Audrey Lucchinacci déplore pour sa part : «Nous sommes malheureusement sûrs que des commerçants ne s’en sortiront pas. Noël, les soldes sont deux temps forts dans l’année d’un commerce, qui se sont traduits par des échecs. L’alimentation s’en sort à peu près mais c’est une catastrophe pour le prêt-à-porter, la parfumerie et la bijouterie. La moitié de mes adhérents mettent leur personnel au chômage partiel et reviennent à la vente». «Est-ce que l’on mesure que le commerce de proximité c’est de l’emploi, c’est de la vie dans les centres-villes, c’est du lien social?», s’insurge-t-elle. Christian Cortambert signale «des entreprises qui souffrent et ne savent pas toujours vers qui se tourner». Sébastien Chaze évoque un transporteur, une dizaine de salariés aujourd’hui, que l’Adie a soutenu lors de ses débuts: «Il a eu affaire à la hausse des carburants, aux perturbations, aux heures supplémentaires que ce mouvement a entraîné. Aujourd’hui, pour faire face, il travaille de 4 heures du matin à 22 heures mais il a perdu 25% de ses entrées et c’est dur. Nous allons voir si nous pouvons l’aider». Sabrina Roubache tient à féliciter, comme avant elle Audrey Lucchinacci, «le travail accompli par les experts-comptables». Rappelle qu’au départ la colère des gilets jaunes était légitime. «Mais, ajoute-t-elle, le mouvement est devenu de plus en plus dur. Il va produire des licenciements qui entraîneront une autre vague de colère. Il est tant de revenir aux fondamentaux, de mesurer à quel point nous sommes dans un pays extraordinaire, un des plus redistributifs». Pour Lionel Canesi : «Il est urgent que ce mouvement s’arrête même si nous avons tous en nous quelque chose d’un gilet jaune. Le mouvement ne mesure pas qu’il embête ceux qui souffrent, comme c’est le cas pour la plupart des gilets jaunes et, en mettant en difficulté des entreprises, ils mettent à mal leur propre avenir».

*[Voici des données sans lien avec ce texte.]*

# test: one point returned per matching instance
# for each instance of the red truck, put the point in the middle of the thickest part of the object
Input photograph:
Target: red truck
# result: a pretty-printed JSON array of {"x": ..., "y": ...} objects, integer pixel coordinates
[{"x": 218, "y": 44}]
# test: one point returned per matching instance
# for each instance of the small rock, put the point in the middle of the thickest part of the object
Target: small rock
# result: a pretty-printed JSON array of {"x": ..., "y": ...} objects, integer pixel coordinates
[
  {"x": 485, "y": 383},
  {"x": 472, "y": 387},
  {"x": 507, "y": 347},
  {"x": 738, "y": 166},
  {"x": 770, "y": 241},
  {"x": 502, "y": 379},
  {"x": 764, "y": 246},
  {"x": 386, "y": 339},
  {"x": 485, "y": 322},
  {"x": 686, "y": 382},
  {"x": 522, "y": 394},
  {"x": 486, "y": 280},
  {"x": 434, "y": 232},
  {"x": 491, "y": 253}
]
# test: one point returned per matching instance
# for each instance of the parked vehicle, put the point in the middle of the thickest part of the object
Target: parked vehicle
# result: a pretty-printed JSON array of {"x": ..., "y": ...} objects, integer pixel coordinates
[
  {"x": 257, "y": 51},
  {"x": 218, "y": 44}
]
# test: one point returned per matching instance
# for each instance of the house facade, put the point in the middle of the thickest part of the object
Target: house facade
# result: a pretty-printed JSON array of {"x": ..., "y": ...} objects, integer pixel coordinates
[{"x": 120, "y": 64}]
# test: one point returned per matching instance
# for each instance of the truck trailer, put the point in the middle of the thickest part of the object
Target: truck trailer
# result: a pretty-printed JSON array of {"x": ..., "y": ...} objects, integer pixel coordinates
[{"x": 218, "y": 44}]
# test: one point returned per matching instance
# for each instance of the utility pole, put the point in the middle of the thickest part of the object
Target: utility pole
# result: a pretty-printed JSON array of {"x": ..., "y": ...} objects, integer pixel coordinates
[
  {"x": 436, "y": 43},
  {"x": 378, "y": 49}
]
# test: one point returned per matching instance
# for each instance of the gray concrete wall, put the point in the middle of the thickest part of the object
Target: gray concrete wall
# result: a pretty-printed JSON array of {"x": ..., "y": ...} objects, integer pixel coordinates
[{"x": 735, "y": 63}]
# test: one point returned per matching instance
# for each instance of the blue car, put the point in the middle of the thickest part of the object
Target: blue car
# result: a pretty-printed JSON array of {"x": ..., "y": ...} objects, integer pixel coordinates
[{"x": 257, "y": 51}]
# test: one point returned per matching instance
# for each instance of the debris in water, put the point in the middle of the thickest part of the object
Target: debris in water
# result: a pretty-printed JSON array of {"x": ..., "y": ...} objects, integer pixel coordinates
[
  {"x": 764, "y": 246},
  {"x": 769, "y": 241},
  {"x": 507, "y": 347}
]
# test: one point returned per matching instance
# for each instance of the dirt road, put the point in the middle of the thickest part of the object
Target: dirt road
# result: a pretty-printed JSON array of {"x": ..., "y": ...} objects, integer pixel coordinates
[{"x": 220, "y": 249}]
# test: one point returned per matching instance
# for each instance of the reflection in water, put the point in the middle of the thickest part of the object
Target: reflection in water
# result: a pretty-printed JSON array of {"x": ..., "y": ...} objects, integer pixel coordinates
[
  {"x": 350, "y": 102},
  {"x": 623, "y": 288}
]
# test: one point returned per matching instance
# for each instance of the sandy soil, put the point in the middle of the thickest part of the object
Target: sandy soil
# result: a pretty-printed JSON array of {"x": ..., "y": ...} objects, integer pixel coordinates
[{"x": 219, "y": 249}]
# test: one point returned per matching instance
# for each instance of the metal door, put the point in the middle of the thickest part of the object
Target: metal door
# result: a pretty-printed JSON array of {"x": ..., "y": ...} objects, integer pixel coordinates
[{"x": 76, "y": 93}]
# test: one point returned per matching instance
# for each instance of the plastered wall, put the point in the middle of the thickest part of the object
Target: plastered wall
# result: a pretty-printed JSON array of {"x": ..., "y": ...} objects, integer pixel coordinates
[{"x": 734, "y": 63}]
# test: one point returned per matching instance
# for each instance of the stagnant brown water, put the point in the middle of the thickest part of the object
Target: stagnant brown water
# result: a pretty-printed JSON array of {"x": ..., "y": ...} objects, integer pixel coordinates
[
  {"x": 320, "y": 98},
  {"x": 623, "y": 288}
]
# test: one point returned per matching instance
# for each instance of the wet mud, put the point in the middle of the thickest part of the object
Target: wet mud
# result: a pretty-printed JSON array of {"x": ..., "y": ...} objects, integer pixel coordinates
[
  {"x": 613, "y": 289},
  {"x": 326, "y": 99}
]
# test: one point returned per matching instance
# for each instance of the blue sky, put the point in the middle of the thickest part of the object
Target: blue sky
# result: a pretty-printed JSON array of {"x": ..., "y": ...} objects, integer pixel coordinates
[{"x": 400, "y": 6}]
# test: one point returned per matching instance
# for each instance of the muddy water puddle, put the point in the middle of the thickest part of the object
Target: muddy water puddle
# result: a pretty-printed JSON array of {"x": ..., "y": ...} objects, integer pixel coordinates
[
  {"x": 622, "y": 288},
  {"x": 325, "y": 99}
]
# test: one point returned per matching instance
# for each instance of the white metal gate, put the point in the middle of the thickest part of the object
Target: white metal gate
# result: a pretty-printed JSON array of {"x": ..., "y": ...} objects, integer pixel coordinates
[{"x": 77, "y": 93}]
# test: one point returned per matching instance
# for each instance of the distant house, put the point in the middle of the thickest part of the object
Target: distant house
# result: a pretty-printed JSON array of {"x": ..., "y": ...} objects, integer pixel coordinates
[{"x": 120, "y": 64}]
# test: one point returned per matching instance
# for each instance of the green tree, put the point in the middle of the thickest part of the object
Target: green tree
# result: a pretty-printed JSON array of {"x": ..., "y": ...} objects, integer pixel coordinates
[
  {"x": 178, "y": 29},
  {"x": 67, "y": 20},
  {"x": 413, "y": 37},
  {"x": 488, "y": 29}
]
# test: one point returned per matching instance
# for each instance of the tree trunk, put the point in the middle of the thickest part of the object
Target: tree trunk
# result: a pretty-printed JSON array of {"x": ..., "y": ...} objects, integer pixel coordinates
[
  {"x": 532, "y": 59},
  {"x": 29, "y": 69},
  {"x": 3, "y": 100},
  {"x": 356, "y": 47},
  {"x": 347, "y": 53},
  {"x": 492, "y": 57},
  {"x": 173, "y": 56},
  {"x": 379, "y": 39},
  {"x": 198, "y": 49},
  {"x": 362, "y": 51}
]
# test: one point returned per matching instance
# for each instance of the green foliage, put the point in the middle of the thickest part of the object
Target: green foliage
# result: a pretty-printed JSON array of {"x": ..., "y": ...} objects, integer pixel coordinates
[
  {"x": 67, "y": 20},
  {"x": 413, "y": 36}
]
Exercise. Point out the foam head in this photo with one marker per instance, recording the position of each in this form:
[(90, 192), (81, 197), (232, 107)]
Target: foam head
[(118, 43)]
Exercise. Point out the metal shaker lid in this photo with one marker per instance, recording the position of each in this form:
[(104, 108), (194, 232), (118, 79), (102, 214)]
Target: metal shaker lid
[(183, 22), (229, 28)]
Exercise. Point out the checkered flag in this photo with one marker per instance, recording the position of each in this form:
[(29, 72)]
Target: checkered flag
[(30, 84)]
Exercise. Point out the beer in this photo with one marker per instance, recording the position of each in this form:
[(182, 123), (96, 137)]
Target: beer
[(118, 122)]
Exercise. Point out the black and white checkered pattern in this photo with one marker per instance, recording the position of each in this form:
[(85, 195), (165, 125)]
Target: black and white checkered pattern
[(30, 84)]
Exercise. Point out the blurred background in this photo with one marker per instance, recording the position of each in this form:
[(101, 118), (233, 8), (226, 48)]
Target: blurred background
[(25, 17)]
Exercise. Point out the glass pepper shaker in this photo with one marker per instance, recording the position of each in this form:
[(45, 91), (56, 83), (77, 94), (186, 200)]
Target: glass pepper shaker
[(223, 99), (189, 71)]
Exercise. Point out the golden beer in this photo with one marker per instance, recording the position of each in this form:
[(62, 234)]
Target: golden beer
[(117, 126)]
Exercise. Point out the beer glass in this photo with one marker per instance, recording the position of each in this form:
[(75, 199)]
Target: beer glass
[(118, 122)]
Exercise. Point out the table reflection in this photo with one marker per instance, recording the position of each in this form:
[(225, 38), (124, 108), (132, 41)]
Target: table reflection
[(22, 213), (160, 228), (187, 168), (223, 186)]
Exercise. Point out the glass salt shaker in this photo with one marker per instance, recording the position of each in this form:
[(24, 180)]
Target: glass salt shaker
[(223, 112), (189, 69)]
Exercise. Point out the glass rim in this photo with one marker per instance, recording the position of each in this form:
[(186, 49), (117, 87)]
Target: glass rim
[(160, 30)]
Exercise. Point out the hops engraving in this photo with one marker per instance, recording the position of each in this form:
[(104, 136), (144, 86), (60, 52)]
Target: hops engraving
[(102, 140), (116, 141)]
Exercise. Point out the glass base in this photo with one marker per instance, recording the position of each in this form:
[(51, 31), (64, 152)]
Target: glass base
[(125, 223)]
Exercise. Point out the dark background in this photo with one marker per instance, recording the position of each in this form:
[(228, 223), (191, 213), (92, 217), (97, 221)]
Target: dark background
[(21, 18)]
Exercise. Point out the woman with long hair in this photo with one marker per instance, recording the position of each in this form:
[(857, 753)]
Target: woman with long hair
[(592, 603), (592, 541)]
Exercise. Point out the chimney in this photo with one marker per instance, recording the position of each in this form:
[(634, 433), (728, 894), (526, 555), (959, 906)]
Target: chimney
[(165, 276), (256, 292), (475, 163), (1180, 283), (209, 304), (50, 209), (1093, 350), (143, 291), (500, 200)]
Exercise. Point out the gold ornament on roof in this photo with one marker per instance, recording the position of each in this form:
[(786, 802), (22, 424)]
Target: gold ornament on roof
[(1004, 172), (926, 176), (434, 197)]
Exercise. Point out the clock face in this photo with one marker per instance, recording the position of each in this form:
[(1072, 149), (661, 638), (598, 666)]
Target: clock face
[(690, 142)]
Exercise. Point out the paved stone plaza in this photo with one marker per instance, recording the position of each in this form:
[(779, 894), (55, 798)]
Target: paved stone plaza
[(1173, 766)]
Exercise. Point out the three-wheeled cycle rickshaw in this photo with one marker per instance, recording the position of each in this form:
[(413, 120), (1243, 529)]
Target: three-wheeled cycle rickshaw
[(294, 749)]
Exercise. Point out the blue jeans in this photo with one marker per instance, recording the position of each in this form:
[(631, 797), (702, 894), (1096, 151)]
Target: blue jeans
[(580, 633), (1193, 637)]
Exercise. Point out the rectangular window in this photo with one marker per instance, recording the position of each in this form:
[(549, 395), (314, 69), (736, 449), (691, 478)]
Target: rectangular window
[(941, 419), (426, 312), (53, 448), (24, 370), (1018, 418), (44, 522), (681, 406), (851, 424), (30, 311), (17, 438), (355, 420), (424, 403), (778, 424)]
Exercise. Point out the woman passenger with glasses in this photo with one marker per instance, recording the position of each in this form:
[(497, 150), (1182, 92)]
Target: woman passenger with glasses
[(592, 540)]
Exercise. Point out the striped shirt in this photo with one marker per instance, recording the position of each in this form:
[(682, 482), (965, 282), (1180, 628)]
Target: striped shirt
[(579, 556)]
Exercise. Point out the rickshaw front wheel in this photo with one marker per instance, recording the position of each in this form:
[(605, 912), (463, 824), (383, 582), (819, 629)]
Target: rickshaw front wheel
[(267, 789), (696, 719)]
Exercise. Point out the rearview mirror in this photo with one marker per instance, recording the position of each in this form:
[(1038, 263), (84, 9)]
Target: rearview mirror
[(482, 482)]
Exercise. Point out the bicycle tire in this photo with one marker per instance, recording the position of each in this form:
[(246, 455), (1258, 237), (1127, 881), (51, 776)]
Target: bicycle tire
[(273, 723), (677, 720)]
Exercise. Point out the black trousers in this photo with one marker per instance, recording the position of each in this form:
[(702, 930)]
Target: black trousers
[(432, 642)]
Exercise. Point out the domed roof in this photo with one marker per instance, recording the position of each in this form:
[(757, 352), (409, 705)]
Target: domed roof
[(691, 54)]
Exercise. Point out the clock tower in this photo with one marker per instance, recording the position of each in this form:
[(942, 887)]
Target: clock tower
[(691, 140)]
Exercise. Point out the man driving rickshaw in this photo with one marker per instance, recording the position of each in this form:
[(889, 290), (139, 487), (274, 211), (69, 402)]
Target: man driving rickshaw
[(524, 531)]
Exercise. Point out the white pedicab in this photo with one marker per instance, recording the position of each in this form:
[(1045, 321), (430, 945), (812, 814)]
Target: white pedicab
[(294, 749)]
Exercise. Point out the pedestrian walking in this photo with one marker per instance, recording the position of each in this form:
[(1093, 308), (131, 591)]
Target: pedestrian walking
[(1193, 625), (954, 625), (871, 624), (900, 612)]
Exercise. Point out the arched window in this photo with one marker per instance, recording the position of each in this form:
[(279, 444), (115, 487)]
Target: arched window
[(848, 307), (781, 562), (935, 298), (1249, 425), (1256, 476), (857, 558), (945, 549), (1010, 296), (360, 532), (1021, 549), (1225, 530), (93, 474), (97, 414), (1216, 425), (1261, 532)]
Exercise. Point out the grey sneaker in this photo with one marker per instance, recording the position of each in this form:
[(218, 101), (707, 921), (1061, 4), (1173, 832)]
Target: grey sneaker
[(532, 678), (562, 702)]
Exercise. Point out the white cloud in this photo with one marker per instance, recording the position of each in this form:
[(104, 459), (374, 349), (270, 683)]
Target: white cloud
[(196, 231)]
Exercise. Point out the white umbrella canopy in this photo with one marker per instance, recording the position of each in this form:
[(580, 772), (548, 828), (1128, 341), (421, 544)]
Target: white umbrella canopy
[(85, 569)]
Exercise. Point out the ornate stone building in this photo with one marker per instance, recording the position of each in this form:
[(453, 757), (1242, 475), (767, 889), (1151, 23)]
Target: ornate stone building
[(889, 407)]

«Combien de personnes sont en capacité de payer 2 000€ par jour de frais d’hospitalisation?»
Dominique Clément, le directeur de l’Urssaf Provence-Alpes-Côte d’Azur invite à comparer avec ce qui se passe dans les autres pays: «cela permet de voir à quel point notre système de protection sociale est excellent. On dit que les impôts coûtent chers, mais combien de personnes sont en capacité de payer 2 000 euros par jour de frais d’hospitalisation?». Puis d’en venir à son tour aux effets du mouvement des gilets jaunes: «Nous avons eu 1 400 demandes de délais que nous avons toutes accordées et nous sommes conscients que nous n’avons pour l’instant que l’écume de la vague et que les grandes difficultés sont à venir. En Avignon, il y a eu des pertes de chiffre d’affaires de 40 à 50%». Et il invite les entreprises confrontées à des problèmes «à avoir confiance dans l’administration et à nous solliciter le plus tôt possible.» Pour Humerto Miranda force est de constater que «le monde a changé et ce changement se fait au forceps. Et le rôle de l’expert-comptable aussi a changé, il est celui qui a une vision à 360 degrés. Il peut ainsi nous apporter des réponses pertinentes afin de nous permettre de définir l’axe stratégique qui doit permettre de nous développer.» Colette Weizman, expert-comptable, est également présidente de Chambre au tribunal de Commerce. Selon elle: «C’est maintenant que nous allons commencer à voir arriver les entreprises en difficulté». Elle en profite pour plaider: «Il faudrait au moins un stage avec des experts-comptables et que l’Urssaf et les Impôts soient informés de la création d’une entreprise car dans 90% des dossiers de redressement judiciaire que nous voyons arriver au Tribunal on note l’absence d’un expert-comptable». Dominique Clément acquiesce: «Lorsque je rencontre des entreprises qui n’en ont pas, qui ne sont pas membres d’une organisation professionnelle je sais que, dans 8 cas sur 10, elles vont connaître des problèmes. Et ces entreprises orphelines sont 35 000 en France, 2 à 3 000 dans notre Région». Un banquier indique que son Établissement a mis en place des mesures d’accompagnement, des reports d’échéance. Une intervention qui fait réagir Audrey Lucchinacci: «C’est peut-être vrai pour votre banque, pas pour toutes loin s’en faut. Si vous voulez vous viendrez voir mes commerçants. Lorsque nous sommes en difficulté les banques nous imposent des frais supplémentaires. L’Urssaf fait de vrais efforts, la banque non.»